The Cubs have not won a championship since 1908. And with their reactions, those who gathered here for Game 5 betrayed their frayed nerves, a condition developed over decades.
On the pitcher’s mound, however, Cubs lefthander Jon Lester created his very own island. Here, he shielded himself from the ups and downs, just as he’s done so many times before. By the end of his stint, Lester had done all he could to spare the Cubs from elimination against the Indians.
In his final start of the season, Lester allowed two runs in six innings in a 3-2 victory that narrowed the Cubs’ series deficit to 3-2. He struck out five and walked none, flashing the postseason pedigree that the Cubs hoped to import when they signed him to a six-year, $155-million deal before the 2015 season.

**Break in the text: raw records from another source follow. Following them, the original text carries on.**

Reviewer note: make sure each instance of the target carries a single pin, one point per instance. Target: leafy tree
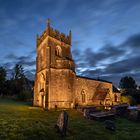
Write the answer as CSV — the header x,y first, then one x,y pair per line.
x,y
2,80
127,83
21,86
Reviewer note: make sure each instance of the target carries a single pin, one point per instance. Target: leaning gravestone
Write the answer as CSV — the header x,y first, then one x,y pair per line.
x,y
62,123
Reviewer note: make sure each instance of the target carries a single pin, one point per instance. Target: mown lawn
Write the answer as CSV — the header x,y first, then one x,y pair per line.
x,y
21,121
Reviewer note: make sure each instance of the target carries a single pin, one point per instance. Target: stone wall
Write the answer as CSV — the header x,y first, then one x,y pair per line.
x,y
61,88
88,87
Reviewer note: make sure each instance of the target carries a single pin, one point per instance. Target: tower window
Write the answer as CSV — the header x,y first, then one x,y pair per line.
x,y
58,51
83,95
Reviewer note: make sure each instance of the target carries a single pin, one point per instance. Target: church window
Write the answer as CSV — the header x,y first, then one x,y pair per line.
x,y
83,95
58,51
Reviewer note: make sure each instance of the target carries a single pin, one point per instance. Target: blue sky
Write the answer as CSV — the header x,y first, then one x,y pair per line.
x,y
105,34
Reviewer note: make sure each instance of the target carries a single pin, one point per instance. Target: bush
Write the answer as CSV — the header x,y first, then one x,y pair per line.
x,y
25,95
128,99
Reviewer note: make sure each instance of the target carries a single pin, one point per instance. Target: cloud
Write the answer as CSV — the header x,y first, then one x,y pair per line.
x,y
133,41
110,61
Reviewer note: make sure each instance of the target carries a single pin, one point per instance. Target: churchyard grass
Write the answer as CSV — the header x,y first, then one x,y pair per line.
x,y
21,121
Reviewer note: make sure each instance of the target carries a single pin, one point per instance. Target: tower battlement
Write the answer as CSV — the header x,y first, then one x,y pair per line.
x,y
55,34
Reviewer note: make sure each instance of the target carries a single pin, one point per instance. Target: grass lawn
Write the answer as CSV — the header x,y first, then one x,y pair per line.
x,y
21,121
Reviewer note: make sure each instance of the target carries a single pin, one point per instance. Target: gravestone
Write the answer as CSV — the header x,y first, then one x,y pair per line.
x,y
110,125
62,123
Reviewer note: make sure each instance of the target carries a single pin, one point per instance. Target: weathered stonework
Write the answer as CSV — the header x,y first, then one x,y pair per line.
x,y
56,83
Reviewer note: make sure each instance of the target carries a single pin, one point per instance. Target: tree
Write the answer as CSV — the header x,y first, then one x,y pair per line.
x,y
21,86
127,82
2,80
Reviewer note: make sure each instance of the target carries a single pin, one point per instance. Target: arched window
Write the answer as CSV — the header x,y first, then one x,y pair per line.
x,y
83,95
58,51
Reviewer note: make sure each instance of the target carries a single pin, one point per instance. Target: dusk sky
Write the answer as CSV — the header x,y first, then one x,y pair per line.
x,y
105,34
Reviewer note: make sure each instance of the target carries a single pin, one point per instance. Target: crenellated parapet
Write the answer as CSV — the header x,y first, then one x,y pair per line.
x,y
55,34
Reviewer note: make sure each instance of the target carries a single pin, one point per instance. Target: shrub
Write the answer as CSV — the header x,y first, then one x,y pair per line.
x,y
128,99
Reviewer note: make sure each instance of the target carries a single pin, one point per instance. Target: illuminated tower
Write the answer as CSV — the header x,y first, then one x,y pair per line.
x,y
55,70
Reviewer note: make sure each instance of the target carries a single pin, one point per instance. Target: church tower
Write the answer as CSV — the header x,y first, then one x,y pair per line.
x,y
55,70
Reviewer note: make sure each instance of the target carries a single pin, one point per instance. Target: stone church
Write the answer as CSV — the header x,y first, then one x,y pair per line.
x,y
56,82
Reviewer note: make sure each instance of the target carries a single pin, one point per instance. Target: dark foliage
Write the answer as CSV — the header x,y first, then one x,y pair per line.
x,y
18,86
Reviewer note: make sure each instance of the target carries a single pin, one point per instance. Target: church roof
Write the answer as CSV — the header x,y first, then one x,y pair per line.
x,y
93,79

The Cubs’ massive investment loomed large Sunday night, when Lester revealed few nerves. His five World Series starts are tied with teammate John Lackey for the most among active players. On the biggest stage, that experience came through.
“Knowing kind of the circumstances and what was going on, I had to be perfect from pitch one,” Lester said. “I had to execute, couldn’t make mistakes.”
In Game 1, Lester allowed three runs and was outdueled by Indians ace Corey Kluber. But in Game 5, Lester wasn’t quite as charitable.
After striking out the side in the first inning, he allowed a second-inning solo homer by Jose Ramirez, putting the Cubs in a 1-0 hole. “The homer I gave up was a really good pitch that the guy put a really good swing on,” Lester said.
With the Cubs ahead 3-1 thanks to a three-run rally in the fourth, Lester allowed Francisco Lindor’s two-out RBI single in the sixth. He knocked in Rajai Davis, who had singled and stolen second, taking advantage of Lester’s fear of throwing to first base. But Lindor was caught stealing second on a strong throw by catcher David Ross and slick tag by Javier Baez.
Before the game, Cubs manager Joe Maddon was asked about benching Baez, who entered play 2-for-17 with six strikeouts in the World Series.
Said Maddon: “With Jon pitching, we do certain things defensively, and Javy needs to be on the field for that.”
On a night that he described as a grind, Lester needed every advantage. “I’m just fortunate enough to get through that [lineup] a couple of times with just a couple of runs and still keep our team in the lead there,” he said.